それじゃいったい誰なのだというところだろう。浩輔くんの車だと言ったら、また多恵さんがほうきを持ちだしかねない。私に護衛をつけるように父に願い出るかもしれない。
余計なことは言わないほうがいいだろう。
「ともかく大丈夫だから。……あれ?」
どこへいった?
スマホを耳に当てながら、その場でくるっとひと回り。
『どうかなさいましたか?』
「あ、うん、手袋がね……」
どこにも見当たらないのだ。
「庭に落ちてなかったよね?」
『はい、ございませんでしたが……』
さっき車で外した記憶はあるから、浩輔くんの車に乗った時には確かにあったはず。
コートのポケットを片手でまさぐるけれど、やはりない。
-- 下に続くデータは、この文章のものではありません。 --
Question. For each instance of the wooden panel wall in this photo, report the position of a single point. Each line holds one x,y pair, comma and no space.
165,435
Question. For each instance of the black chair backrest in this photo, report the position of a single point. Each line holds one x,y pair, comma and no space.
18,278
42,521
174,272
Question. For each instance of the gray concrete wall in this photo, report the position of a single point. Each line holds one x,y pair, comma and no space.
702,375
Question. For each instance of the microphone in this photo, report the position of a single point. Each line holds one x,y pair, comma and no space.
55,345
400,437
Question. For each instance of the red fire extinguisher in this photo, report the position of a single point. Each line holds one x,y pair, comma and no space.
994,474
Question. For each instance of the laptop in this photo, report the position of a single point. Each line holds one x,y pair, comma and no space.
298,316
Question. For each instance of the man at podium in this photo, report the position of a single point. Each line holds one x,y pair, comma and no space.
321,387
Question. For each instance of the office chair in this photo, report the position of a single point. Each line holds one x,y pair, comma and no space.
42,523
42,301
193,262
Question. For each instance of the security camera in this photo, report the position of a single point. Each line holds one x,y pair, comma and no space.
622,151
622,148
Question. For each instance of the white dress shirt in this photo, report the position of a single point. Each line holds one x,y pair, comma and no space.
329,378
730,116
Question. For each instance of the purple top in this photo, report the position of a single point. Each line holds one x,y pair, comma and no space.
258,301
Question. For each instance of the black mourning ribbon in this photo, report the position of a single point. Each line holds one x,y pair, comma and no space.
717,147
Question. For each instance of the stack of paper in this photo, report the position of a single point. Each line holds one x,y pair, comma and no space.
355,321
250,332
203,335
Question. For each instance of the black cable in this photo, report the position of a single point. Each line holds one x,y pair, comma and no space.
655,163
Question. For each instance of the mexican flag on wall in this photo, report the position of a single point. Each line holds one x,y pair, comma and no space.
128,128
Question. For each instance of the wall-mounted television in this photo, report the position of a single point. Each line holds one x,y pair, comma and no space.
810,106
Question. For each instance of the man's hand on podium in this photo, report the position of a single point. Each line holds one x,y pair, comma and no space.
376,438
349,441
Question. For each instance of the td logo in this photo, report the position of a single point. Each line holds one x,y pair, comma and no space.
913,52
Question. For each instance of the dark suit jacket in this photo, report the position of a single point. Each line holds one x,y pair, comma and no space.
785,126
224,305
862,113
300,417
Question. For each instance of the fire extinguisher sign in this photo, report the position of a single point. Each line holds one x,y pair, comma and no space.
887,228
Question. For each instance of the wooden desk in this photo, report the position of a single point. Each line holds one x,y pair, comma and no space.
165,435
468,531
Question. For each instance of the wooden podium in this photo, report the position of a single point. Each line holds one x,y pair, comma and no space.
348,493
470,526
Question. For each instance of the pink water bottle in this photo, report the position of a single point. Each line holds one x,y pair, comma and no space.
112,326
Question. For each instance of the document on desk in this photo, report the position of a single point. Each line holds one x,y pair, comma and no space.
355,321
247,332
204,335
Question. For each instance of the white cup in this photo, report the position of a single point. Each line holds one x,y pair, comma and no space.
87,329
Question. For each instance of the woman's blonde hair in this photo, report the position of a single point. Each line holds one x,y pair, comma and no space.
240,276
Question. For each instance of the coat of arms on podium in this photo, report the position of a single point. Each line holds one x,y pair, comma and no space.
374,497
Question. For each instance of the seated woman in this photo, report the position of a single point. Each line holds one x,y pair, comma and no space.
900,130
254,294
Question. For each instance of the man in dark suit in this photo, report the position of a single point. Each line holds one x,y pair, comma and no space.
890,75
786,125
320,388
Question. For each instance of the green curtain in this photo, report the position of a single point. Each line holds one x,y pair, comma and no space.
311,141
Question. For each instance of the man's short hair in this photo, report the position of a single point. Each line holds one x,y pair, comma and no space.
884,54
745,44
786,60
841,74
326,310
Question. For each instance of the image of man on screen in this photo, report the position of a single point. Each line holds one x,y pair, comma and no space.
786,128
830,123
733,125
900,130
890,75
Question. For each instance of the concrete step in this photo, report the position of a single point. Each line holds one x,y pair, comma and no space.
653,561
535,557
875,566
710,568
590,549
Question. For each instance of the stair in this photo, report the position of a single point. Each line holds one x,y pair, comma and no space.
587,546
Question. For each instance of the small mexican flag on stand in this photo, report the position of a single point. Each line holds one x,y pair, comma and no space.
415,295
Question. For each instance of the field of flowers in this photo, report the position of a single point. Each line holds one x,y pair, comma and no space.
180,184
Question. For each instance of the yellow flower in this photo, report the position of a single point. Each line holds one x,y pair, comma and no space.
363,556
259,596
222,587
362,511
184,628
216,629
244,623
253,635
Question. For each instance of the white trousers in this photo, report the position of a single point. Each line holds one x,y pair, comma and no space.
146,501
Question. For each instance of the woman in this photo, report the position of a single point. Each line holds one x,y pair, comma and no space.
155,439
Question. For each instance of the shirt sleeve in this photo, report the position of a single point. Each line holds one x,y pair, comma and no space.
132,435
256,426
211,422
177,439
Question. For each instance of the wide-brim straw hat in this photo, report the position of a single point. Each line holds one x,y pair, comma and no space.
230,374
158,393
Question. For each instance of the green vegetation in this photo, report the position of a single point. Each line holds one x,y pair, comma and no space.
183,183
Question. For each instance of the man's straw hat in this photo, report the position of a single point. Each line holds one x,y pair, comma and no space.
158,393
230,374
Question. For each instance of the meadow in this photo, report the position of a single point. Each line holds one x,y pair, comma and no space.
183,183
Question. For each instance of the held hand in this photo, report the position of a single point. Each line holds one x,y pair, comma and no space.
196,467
だとすると、浩輔くんの車だ。
『汐里様?』
まいったな。浩輔くんが私に会いにくる口実ができてしまった。
『大丈夫でございますか? 手袋がないんですか?』
「ううん、大丈夫」
決してそうは言い切れない。
多恵さんの質問とは噛み合わない答えになってしまったけれど、ひとまずそう言って多恵さんを納得させた。